The NXP LPC11E36FBD64/501E is a 32-bit ARM Cortex-M0 MCU running at 50 MHz, with 96 KB Flash, 12 KB SRAM, and 4 KB EEPROM. It provides 54 programmable I/O lines in a 64-LQFP package, operating from 1.8 V to 3.6 V over the industrial temperature range of -40 to 85 °C. Typical applications include industrial control, sensor interfaces, and embedded control where the on-chip EEPROM eliminates the need for an external serial memory for calibration or configuration data.
50 MHz core — what it means for the bus
The Cortex-M0 core runs at 50 MHz. The 12 KB SRAM supports moderate data buffers.
On-chip EEPROM — calibration data stays put
The 4 KB EEPROM block is the distinguishing feature on this LPC11E3x variant. It holds calibration coefficients, node IDs, or fail-safe parameters independent of Flash endurance cycles.

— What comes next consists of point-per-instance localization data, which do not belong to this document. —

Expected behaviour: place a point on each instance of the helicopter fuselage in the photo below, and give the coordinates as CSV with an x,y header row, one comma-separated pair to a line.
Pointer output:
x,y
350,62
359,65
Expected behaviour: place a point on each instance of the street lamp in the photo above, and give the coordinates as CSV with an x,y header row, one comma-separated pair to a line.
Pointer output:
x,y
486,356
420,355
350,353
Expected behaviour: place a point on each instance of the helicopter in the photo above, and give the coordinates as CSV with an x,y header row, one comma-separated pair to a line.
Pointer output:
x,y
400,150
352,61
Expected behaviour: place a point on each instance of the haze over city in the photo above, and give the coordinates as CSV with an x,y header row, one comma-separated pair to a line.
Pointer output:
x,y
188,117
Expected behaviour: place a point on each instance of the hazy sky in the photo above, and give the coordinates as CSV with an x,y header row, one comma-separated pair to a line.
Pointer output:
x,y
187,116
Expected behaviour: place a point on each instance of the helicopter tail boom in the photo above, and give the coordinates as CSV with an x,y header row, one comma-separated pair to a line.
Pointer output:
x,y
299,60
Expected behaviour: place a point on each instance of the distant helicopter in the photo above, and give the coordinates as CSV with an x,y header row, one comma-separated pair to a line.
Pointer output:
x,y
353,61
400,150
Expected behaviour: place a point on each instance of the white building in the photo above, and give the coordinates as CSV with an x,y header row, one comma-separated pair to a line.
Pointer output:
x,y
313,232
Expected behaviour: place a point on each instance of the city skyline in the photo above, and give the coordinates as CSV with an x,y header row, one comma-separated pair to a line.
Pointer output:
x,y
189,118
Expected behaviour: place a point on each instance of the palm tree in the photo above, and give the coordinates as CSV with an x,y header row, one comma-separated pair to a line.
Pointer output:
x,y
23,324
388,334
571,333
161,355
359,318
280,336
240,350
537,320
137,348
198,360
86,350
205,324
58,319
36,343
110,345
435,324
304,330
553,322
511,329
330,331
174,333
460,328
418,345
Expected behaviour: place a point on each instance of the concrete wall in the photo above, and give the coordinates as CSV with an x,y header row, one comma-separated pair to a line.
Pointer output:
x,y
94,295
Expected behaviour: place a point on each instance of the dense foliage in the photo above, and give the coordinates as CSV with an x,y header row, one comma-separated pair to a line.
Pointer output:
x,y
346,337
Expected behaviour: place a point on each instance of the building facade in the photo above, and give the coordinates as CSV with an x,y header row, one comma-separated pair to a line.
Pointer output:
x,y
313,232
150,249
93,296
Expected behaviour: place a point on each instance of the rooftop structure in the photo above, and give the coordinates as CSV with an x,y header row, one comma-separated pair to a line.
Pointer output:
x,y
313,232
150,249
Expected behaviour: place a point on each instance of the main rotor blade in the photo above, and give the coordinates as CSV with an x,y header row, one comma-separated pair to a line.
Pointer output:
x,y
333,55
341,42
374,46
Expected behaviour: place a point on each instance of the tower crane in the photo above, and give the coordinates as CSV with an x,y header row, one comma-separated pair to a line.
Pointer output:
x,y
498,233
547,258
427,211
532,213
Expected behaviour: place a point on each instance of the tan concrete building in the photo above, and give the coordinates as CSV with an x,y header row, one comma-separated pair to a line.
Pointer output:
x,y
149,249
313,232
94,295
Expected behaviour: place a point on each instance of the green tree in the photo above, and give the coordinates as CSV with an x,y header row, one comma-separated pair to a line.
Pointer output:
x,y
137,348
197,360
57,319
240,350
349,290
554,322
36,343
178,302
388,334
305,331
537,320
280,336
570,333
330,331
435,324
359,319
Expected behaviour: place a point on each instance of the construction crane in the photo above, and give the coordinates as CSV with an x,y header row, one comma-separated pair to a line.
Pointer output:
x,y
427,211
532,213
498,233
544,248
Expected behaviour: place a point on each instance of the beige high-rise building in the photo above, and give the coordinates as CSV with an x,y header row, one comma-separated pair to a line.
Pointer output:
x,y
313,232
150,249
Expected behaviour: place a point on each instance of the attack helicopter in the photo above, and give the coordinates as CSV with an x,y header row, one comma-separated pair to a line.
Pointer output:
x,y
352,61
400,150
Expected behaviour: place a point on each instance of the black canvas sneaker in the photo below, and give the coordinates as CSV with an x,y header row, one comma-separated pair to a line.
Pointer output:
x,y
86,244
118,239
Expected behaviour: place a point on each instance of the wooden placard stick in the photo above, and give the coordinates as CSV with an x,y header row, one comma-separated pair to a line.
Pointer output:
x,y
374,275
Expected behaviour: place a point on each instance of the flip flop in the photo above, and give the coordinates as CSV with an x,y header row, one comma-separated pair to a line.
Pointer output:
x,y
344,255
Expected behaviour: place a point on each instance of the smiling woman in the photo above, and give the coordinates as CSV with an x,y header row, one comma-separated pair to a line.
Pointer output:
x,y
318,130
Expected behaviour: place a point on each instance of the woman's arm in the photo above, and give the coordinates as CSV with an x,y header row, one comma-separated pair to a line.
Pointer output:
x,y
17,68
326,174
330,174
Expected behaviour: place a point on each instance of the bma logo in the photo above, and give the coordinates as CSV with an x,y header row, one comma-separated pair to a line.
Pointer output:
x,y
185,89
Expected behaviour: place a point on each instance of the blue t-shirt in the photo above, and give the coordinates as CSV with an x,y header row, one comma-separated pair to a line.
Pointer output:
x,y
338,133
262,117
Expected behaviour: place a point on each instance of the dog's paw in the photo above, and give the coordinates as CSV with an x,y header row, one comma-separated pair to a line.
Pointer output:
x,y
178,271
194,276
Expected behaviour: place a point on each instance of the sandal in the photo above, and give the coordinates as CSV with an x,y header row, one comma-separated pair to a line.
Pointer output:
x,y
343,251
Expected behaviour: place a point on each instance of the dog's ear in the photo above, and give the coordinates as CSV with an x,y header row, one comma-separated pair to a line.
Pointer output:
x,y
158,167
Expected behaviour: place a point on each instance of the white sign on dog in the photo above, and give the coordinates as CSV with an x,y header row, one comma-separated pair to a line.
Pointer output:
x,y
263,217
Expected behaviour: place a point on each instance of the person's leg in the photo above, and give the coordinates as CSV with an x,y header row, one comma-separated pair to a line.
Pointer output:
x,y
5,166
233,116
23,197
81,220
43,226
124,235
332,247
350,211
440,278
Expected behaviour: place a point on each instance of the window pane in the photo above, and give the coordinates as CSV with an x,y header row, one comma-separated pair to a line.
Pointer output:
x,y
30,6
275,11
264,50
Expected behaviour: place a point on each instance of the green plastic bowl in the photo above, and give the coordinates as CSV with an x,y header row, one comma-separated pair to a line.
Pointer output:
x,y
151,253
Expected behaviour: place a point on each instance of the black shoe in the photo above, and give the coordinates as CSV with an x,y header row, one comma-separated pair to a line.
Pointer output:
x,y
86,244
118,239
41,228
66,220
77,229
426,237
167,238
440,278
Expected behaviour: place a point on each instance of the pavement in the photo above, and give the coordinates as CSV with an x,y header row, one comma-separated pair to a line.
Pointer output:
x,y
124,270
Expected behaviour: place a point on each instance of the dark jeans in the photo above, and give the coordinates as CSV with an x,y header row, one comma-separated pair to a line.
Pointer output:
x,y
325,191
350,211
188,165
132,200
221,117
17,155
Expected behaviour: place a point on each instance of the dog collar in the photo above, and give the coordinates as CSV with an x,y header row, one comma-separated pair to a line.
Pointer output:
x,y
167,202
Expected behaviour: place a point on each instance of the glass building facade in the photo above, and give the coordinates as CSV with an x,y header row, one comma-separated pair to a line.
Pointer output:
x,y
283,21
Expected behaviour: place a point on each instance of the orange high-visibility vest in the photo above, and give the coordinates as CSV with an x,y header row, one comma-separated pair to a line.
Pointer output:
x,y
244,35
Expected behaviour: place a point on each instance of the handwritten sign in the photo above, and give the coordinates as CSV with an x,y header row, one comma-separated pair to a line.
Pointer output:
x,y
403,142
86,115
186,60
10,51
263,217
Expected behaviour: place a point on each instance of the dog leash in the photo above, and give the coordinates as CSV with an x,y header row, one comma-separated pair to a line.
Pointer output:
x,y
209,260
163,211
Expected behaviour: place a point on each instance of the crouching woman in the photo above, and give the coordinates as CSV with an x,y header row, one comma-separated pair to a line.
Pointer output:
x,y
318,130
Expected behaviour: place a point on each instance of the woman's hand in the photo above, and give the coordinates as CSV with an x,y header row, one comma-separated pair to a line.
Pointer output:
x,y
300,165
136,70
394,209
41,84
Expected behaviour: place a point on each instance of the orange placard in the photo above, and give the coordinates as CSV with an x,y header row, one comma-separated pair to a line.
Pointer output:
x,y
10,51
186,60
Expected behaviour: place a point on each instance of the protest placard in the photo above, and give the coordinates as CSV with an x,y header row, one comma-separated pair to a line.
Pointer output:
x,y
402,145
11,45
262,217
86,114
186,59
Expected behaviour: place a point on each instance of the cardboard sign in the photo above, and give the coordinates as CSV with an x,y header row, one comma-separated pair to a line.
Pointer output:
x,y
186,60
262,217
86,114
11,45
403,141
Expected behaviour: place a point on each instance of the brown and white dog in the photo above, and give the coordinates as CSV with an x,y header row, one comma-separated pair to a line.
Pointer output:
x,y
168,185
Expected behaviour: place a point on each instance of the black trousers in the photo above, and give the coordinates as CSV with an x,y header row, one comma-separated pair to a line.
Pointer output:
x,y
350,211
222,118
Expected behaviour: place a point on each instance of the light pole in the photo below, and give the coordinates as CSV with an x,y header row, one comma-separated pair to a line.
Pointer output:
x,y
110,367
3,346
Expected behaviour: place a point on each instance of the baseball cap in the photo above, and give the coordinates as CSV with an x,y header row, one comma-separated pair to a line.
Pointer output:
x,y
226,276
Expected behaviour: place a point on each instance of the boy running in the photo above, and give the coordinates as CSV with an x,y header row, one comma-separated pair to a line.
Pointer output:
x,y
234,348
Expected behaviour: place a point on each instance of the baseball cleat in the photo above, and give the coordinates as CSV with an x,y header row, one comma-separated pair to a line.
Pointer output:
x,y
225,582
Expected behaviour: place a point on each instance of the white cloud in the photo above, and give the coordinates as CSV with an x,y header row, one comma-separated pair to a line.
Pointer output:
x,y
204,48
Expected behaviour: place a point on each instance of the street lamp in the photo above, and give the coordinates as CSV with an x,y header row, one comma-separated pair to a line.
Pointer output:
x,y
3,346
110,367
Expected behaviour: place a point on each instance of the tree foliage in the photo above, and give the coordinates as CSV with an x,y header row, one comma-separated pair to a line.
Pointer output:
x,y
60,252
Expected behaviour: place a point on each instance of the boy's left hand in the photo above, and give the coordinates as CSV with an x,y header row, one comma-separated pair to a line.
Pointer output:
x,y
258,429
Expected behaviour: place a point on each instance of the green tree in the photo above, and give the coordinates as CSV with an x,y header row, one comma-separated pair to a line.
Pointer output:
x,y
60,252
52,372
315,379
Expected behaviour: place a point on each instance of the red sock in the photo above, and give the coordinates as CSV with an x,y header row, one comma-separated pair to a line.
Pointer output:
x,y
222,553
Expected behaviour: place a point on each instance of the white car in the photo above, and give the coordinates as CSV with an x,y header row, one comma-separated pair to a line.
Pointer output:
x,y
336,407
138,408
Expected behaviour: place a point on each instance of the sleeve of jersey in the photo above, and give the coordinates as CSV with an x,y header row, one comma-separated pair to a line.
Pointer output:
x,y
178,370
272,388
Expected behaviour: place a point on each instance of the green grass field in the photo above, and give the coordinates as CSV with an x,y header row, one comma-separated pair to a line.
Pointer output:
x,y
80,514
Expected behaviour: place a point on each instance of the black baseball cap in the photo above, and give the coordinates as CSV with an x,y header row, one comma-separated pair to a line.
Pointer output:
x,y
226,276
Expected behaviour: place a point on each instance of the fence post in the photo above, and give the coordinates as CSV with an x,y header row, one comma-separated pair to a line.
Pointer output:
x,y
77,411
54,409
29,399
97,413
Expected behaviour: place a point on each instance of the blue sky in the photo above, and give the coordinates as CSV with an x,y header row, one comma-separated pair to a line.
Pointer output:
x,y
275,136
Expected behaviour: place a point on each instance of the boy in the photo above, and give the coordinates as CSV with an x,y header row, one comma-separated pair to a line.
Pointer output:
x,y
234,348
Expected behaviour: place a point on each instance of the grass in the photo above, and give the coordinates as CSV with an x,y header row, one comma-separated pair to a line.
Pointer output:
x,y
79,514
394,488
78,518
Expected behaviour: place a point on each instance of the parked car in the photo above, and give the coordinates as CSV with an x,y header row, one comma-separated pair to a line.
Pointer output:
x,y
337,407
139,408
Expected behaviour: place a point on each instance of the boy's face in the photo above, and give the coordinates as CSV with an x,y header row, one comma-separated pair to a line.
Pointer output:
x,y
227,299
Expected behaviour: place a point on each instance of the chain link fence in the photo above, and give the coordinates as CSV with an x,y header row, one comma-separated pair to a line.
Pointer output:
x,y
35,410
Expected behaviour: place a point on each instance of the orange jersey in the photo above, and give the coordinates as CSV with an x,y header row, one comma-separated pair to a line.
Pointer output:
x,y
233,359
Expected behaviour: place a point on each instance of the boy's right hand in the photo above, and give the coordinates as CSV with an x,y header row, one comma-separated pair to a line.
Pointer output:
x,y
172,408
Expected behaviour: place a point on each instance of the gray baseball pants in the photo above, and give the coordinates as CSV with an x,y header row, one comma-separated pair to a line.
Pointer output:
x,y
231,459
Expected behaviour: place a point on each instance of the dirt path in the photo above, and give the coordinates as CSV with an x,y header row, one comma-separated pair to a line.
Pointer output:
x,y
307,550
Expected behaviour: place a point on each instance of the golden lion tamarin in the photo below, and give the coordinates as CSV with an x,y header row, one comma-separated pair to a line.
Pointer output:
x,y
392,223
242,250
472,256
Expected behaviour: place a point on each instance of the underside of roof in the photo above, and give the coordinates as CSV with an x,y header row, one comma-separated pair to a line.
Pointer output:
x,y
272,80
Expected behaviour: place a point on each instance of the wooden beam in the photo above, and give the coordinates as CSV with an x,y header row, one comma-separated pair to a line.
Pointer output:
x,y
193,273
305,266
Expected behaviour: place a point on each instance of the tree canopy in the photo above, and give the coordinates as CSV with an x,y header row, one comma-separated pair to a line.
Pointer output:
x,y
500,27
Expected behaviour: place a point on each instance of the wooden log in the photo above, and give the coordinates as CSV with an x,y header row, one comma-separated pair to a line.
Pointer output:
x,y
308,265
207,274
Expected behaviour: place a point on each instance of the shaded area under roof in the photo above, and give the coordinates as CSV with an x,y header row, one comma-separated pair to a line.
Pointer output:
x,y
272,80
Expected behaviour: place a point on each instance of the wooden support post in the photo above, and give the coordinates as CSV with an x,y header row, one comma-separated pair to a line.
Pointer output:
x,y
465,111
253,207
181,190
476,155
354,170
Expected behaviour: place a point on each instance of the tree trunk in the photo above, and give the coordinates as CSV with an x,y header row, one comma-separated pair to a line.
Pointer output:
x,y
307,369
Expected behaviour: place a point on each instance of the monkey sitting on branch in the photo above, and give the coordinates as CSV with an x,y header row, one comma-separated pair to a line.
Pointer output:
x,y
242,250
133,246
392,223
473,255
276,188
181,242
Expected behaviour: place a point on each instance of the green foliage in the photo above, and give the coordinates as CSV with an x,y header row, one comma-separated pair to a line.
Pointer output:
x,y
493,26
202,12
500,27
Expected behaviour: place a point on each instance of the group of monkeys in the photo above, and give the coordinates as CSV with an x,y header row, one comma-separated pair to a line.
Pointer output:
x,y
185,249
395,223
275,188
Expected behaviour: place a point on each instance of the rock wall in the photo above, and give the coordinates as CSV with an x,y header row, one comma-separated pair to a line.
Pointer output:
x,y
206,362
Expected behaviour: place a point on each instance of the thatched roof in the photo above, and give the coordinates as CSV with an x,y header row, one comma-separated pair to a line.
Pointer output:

For a sensor node or motor drive that retains trim values across power loss, this saves a separate serial EEPROM and the associated I/O pin.
Connectivity and analog
The part integrates I²C, SPI, SSP, UART/USART, and SmartCard interfaces, plus an 8-channel 10-bit ADC. The internal oscillator keeps the BOM simple for non-timing-critical links; for a CAN or USB bridge you would look up the family, but this device does not carry those peripherals.